During the 1980s, the Irish language activist and writer Proinsias Mac an Bheatha became a friend to George Gilmore who then lived in Howth; he published an account of their acquaintance in 1986, shedding light on the circumstances of the last years of Gilmore's life. It is through his intervention that these papers survive; when Gilmore had been dead for a month he went to the derelict house and found them lying on the floor. Although not expressive of strong opinions on the man, his depiction of Gilmore did not go unchallenged (cf. letter of 4 July 1988 to the "Irish Times" from Seosamh Ó Díochon, county Antrim [G40/732]). In a letter to Mac an Bheatha of 12 December 1980 Gilmore expresses his opinion on de Valera's 'Document 2' and the type of 'nationalism that is not anti-imperialist' represented by it and by the 1937 Constitution. His suspicion of any narrow 'hibernicising' tendencies in the language movement also find overtones in that letter; along with his admiration for the realist Casement [G40/ 729].

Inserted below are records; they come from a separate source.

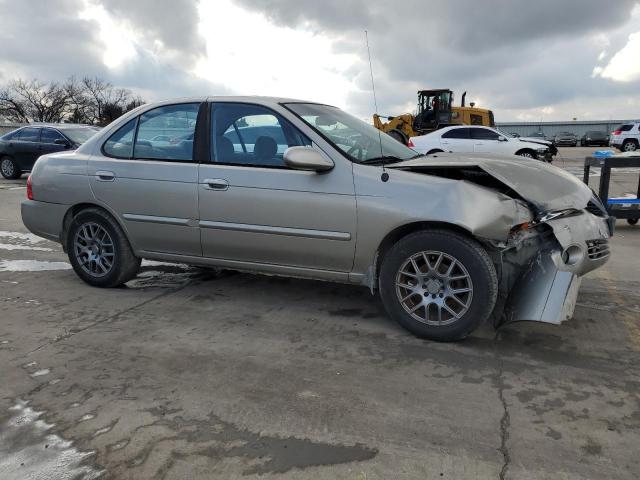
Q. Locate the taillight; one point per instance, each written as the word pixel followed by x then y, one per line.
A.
pixel 29 188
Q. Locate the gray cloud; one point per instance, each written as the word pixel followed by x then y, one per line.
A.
pixel 173 22
pixel 512 54
pixel 47 40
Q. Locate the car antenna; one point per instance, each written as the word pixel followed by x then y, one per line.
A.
pixel 385 176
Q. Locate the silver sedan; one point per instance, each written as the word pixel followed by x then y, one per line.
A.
pixel 294 188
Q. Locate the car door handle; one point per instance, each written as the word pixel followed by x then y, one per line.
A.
pixel 104 176
pixel 215 184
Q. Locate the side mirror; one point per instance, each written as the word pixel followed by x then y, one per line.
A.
pixel 305 158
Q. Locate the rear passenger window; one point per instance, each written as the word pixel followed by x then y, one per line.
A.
pixel 484 134
pixel 457 133
pixel 50 136
pixel 166 133
pixel 251 135
pixel 120 144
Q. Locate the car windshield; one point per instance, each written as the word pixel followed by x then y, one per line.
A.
pixel 80 135
pixel 360 141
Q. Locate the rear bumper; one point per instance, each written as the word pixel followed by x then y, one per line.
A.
pixel 44 219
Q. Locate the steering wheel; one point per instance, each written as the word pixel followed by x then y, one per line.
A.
pixel 359 148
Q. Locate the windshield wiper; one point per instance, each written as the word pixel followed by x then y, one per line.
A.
pixel 383 159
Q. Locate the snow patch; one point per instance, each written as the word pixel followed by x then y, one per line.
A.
pixel 8 246
pixel 31 451
pixel 32 266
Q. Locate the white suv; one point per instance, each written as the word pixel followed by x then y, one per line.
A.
pixel 476 139
pixel 626 137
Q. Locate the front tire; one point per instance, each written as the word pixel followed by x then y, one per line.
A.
pixel 9 168
pixel 99 251
pixel 438 284
pixel 526 154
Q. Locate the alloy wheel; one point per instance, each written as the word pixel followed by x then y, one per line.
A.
pixel 94 249
pixel 434 288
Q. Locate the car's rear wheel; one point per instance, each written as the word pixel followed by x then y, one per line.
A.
pixel 438 284
pixel 9 168
pixel 99 251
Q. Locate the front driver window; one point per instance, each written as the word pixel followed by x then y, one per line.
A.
pixel 244 134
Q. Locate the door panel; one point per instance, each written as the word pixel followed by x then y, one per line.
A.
pixel 279 216
pixel 156 199
pixel 457 140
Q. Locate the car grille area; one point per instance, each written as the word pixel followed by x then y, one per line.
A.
pixel 597 249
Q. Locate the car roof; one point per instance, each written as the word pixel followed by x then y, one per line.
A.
pixel 232 98
pixel 59 126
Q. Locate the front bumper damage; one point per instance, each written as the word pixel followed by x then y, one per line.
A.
pixel 555 255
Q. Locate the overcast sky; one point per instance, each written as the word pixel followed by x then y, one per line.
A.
pixel 526 60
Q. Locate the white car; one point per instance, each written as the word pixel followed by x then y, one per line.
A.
pixel 473 139
pixel 626 137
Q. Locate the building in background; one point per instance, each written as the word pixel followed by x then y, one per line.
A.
pixel 550 129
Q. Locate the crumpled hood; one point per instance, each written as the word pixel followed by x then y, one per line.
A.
pixel 543 185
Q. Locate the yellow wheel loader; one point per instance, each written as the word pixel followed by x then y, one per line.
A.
pixel 435 110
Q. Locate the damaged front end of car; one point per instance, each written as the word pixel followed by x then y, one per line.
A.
pixel 540 262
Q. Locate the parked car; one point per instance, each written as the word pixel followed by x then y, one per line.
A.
pixel 441 239
pixel 539 135
pixel 21 148
pixel 595 138
pixel 626 137
pixel 565 139
pixel 470 139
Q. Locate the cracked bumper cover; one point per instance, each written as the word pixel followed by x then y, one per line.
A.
pixel 548 288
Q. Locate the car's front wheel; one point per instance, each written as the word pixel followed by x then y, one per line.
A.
pixel 526 153
pixel 438 284
pixel 9 168
pixel 99 251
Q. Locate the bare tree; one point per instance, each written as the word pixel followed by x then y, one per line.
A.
pixel 91 100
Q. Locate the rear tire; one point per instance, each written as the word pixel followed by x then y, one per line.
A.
pixel 438 284
pixel 9 168
pixel 99 251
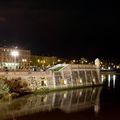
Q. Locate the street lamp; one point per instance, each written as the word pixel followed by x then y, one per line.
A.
pixel 14 53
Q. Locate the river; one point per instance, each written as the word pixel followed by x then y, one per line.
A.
pixel 93 103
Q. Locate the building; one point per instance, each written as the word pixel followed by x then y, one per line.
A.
pixel 14 58
pixel 43 61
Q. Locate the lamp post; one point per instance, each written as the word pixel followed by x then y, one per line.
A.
pixel 14 53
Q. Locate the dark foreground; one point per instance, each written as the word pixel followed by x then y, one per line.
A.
pixel 84 104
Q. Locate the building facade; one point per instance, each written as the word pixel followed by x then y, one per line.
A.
pixel 14 58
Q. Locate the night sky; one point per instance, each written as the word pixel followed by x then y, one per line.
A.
pixel 87 28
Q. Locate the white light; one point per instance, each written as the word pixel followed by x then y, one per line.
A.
pixel 14 53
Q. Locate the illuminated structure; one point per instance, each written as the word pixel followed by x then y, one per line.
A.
pixel 12 58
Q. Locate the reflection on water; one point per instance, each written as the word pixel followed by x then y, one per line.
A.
pixel 67 101
pixel 110 79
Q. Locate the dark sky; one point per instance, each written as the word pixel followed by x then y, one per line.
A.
pixel 88 28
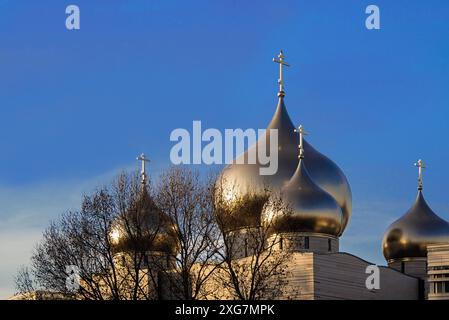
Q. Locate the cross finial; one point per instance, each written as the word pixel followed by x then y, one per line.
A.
pixel 280 60
pixel 302 133
pixel 420 166
pixel 143 172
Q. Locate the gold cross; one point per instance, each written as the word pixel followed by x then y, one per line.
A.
pixel 302 133
pixel 420 166
pixel 143 172
pixel 280 60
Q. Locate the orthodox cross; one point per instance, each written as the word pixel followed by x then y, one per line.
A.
pixel 143 171
pixel 302 133
pixel 420 166
pixel 280 60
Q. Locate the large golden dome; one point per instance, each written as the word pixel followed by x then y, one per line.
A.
pixel 409 236
pixel 239 179
pixel 311 209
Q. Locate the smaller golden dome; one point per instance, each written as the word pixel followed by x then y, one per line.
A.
pixel 409 236
pixel 144 227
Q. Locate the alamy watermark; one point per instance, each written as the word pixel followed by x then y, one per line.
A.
pixel 211 147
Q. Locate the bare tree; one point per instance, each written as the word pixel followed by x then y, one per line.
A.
pixel 80 244
pixel 188 201
pixel 254 266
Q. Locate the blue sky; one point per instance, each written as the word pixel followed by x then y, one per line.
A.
pixel 76 107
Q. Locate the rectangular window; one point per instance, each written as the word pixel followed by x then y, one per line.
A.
pixel 446 286
pixel 439 287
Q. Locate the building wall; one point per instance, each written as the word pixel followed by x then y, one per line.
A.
pixel 438 272
pixel 343 276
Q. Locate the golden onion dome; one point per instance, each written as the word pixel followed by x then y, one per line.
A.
pixel 239 179
pixel 409 236
pixel 143 228
pixel 310 208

Mac an Bheatha's essay "George Gilmore" further helps interpret some of the items in this collection. Gilmore enjoyed travelling to France and Rome, and visited his friends Pru Rigby and Erna Bennett near Rome, whose correspondence is in the archives [G41/ 1, 2 and cf. Papers of Proinsias Mac an Bheatha G40/ 233, 236, 237, 922]. -Bennett is [was] a pioneer scientist in biogenetics, a campaigner, communist and journalist of Belfast extraction.- Gilmore took a lively interest in the northern Protestants of 1798: Mac an Bheatha discussed his research into the life of the weaver of Templepatrick, Jemmy Hope - 'the first Irish socialist' , with Gilmore, eventually dedicating the biography to him in 1985. As closely connected to the topic, Gilmore showed him his play, "Betsy Gray", dealing with a young woman involved in the 1798 rebellion [fragment G41/ 8]. The prayer book in the collection [G41/ 14] belonged to Cora Hughes, a member of the Republican Congress and Gilmore's fiancée, who died young of tuberculosis. Gilmore explained to Mac an Bheatha that de Valera had been her godfather, and that while she was imprisoned by a Fianna Fáil government, he continued sending her books in Irish. Gilmore based another play on her [fragment G41/ 8]. The way Nora McCormick's memoir reached Gilmore is unknown. [G41/ 13].

George Gilmore died in Howth in June 1985.